With a Master’s degree in Artificial Intelligence in hand, software developer Kelly Hellinx from Teal Partners set out to explore the practical applications of language models for their clients. Intern Mathijs Custers, a student of Applied Computer Science specializing in AI, assisted him in this effort. For his internship project, Mathijs built a chatbot powered by AI.
Mathijs: “The goal of my internship was to build a proof-of-concept around LLM tool calling. Is it technically feasible to integrate a language model into a chatbot architecture via APIs and enrich it with external functions so that it performs actions independently?”
Kelly: “We wanted to determine to what extent a chatbot responds more intelligently thanks to artificial intelligence. Many companies today have a chatbot, but few use AI. As a result, conversations with those bots are often still awkward, let alone that they can perform the correct task for you. This field of research is in its infancy.”
The user asks the chatbot in natural language to book a vacation. It asks for confirmation and completes the task flawlessly.
Kelly: “The chatbots we know so far are rule-based. They respond to keywords entered by the user. As a developer, you have to program all possible variations of those words, or the chatbot won't understand you. Think of synonyms, spelling mistakes, colloquial language, and so on.
“LLMs understand the context and meaning of a language in an unparalleled way. That is a major advantage in a chatbot. We wanted to test how this works in practice in combination with tool calling, where the language model automatically calls the correct function in the software.”
Mathijs: “For this research, we focused on Buddy software that Teal Partners develops for SD Worx. We concentrated on the core HR part of the software, specifically on the user portal for employees. An employee enters their leave or expenses, adjusts their data, or manages their benefits. They navigate through the screens themselves, but they could also ask a chatbot for help. That's where our research starts.”
Kelly: “We partnered with the strongest language model from OpenAI for our experiment. GPT-4o is the most advanced and integrates best with Microsoft technology. We disregarded other models.”
If the month is not explicitly mentioned when requesting a day off, the system is smart enough to choose the current month.
Mathijs: “It works surprisingly well. The language model independently searches for context, makes connections, and retrieves data. As a developer, you need to ensure that the model can assess whether it has enough information to take action or if it should first ask the user for additional input. We even tested multi-layered functions, such as adding a dependent child or complex expenses with VAT splits. That also worked fine. I set up a workflow with numerical values to measure the model's accuracy. The results were impressive.”
The user asks the chatbot to register his daughter in the system. The bot independently requests additional information it needs. The task is successfully completed.
Kelly: “We had our colleagues at Teal Partners test the chatbot. They were also impressed by the quality of the responses and the tasks performed. The chatbot was able to book leave, enter expenses, and modify personal data upon request. Language models are getting better at reasoning and successfully executing the correct functions. However, it does require a lot of power.”

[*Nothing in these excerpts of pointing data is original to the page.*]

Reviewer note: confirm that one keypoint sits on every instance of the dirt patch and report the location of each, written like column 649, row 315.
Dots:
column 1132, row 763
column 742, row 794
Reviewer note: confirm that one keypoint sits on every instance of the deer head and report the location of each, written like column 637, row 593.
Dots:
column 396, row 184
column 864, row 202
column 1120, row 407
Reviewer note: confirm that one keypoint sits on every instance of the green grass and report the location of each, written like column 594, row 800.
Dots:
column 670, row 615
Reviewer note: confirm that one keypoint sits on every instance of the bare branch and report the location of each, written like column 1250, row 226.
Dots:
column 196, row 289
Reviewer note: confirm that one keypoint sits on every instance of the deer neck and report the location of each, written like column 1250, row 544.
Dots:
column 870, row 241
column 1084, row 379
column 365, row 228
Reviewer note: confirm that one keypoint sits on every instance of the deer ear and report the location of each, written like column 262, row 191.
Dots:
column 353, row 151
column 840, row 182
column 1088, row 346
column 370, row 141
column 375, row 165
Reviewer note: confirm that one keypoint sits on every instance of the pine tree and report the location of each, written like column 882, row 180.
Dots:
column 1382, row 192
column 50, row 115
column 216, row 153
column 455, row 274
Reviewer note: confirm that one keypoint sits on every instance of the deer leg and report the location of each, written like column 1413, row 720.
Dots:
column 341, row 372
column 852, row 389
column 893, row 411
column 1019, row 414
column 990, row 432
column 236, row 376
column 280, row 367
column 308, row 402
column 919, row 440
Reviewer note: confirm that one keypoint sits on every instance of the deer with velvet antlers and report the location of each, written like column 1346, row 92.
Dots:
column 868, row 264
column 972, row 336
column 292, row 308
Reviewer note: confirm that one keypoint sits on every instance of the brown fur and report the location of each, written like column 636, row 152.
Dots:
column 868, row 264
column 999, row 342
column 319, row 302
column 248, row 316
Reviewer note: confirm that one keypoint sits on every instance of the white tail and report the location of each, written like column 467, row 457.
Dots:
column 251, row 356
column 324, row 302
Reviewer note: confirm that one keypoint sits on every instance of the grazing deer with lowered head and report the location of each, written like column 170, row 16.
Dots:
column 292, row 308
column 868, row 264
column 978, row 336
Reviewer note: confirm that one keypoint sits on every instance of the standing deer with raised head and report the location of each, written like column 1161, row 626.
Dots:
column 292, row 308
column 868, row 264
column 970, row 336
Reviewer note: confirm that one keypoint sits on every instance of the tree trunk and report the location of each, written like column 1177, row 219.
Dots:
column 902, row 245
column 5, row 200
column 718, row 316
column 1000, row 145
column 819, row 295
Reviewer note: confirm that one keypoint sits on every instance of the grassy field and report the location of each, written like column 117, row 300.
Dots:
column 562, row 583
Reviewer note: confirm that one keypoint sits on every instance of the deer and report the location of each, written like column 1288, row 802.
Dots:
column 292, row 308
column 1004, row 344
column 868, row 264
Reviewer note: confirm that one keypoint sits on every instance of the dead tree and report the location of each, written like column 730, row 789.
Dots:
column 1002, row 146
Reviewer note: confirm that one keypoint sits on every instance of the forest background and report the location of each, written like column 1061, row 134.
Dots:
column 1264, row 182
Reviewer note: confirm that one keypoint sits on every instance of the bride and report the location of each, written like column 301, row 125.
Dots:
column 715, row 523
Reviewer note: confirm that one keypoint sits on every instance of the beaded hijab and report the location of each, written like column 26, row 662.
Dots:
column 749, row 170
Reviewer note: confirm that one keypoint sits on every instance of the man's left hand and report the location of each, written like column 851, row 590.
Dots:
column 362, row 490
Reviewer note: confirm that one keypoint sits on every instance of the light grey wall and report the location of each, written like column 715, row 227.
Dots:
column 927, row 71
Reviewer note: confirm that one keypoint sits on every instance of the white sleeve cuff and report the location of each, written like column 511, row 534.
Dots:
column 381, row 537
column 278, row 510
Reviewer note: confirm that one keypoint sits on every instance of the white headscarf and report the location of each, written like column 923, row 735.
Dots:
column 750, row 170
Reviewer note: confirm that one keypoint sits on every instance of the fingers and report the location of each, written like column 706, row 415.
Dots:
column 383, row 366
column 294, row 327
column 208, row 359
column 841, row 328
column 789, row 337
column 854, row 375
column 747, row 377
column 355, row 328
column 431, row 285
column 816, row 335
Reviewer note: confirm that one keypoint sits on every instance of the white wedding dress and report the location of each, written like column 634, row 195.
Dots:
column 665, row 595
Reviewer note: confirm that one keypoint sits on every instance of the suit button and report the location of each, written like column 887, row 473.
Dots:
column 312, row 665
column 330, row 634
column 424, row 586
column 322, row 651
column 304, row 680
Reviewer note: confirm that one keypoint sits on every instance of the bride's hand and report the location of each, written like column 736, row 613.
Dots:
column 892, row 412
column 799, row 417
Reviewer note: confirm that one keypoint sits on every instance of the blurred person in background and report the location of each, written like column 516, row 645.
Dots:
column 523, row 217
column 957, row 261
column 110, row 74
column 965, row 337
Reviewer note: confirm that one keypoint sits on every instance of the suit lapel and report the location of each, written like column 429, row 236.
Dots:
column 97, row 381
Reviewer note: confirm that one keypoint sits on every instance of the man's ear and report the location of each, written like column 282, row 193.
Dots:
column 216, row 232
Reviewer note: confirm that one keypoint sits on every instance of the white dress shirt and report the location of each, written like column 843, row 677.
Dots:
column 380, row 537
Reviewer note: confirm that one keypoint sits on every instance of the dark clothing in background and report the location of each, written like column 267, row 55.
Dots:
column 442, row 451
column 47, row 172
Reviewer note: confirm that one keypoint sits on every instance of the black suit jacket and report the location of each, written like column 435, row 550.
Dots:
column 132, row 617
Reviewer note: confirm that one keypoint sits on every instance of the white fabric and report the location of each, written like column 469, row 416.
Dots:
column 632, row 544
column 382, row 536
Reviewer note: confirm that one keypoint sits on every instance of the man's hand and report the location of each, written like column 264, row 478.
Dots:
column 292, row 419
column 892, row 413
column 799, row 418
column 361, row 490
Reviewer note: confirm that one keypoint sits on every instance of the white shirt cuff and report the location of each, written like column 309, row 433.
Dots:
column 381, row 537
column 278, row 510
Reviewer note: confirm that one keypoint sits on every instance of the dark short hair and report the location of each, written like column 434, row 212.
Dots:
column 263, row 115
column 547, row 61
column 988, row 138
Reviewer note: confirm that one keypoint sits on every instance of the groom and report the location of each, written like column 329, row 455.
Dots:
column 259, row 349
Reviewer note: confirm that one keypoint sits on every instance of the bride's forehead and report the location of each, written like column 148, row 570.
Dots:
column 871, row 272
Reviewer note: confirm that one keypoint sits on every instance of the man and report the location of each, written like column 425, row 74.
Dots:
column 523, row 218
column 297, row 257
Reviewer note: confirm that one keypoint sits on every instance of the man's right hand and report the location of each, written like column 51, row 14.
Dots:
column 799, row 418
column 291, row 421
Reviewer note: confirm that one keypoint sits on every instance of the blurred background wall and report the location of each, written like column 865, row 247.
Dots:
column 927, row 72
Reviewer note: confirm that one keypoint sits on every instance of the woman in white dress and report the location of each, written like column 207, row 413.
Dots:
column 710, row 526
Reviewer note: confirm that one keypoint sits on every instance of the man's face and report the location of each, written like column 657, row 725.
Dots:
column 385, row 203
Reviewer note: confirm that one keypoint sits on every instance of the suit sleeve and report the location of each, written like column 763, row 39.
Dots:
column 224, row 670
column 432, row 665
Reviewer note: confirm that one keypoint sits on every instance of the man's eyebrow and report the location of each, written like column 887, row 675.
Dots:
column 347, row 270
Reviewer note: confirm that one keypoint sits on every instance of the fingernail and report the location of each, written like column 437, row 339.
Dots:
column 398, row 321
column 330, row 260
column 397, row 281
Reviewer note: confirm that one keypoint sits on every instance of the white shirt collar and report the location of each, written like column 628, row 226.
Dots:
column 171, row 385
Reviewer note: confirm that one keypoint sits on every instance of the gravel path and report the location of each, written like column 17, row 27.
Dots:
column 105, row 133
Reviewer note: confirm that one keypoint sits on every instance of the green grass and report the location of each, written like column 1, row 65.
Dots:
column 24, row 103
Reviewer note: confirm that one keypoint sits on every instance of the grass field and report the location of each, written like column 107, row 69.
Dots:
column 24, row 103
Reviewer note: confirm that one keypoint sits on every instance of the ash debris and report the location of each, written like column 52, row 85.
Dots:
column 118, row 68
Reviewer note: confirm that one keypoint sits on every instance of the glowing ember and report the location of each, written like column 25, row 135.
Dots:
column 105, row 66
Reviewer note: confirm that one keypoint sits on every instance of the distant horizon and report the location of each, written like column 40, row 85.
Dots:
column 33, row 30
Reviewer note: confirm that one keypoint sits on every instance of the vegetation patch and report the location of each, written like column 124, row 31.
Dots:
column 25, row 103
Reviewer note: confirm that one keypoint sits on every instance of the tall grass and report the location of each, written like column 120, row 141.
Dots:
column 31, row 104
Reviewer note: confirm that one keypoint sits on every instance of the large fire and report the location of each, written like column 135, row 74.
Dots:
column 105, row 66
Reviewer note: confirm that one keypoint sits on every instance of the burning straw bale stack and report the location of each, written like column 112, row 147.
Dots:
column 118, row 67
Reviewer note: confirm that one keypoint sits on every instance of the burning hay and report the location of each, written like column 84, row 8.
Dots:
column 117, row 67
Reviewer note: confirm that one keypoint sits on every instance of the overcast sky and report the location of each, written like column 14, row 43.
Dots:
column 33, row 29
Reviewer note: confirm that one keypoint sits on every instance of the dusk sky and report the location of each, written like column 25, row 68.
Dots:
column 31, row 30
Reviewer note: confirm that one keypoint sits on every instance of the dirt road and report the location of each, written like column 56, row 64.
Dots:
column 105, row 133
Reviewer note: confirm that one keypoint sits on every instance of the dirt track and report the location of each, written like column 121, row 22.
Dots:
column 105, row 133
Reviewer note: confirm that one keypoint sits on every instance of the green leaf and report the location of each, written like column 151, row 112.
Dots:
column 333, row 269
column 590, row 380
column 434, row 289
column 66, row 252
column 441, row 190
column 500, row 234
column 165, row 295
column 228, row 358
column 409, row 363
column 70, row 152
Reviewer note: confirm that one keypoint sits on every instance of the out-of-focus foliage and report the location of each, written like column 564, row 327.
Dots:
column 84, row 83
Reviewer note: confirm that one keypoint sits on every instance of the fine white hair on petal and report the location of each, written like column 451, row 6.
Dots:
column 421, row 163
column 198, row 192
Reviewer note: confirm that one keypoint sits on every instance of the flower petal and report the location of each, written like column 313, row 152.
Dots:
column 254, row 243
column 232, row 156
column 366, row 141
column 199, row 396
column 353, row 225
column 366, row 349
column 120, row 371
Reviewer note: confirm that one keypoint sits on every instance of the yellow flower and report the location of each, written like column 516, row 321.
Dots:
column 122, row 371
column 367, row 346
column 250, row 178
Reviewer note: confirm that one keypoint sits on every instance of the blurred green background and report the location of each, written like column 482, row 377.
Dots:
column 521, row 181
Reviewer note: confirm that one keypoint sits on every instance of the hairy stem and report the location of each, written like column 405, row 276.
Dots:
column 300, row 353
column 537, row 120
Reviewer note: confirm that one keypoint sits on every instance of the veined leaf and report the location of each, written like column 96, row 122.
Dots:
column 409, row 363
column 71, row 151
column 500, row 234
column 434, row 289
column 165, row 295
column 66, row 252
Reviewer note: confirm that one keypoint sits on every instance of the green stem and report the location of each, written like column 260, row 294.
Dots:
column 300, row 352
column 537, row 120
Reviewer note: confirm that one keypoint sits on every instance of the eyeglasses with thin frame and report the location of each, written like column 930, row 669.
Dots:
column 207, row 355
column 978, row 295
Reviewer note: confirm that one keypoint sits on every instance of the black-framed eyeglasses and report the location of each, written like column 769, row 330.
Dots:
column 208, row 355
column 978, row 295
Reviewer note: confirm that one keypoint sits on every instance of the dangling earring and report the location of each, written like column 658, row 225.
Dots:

Mathijs: “Some actions, such as adding expenses with multiple elements, required a lot of context. This sometimes resulted in longer response times. The consistency of data formats, such as date notations, also proved to be a point of attention. And, of course, there is always a risk of ‘hallucinations’ – situations where the model invents something. That's why we built in a security layer: functions with a higher risk require explicit user approval.”
Kelly: “Not so fast. This research taught us that tool calling via a language model works well for our specific application. But there's so much more involved.”
Kelly: “Every question to a language model costs money. As a company, you have to determine if it's worth the cost. The more complex the question, the more expensive it becomes. We focus on the application for employees. But employers also use the Buddy software. They perform different, more complex tasks. That requires more data, and thus more computing power. We completely disregarded the commercial aspect. The same goes for privacy, ethics, or security.”
Kelly: “Absolutely. As for Mathijs's internship: that task has been completed and the results exceeded our expectations. Now we will see how we can build on these results within Teal Partners.”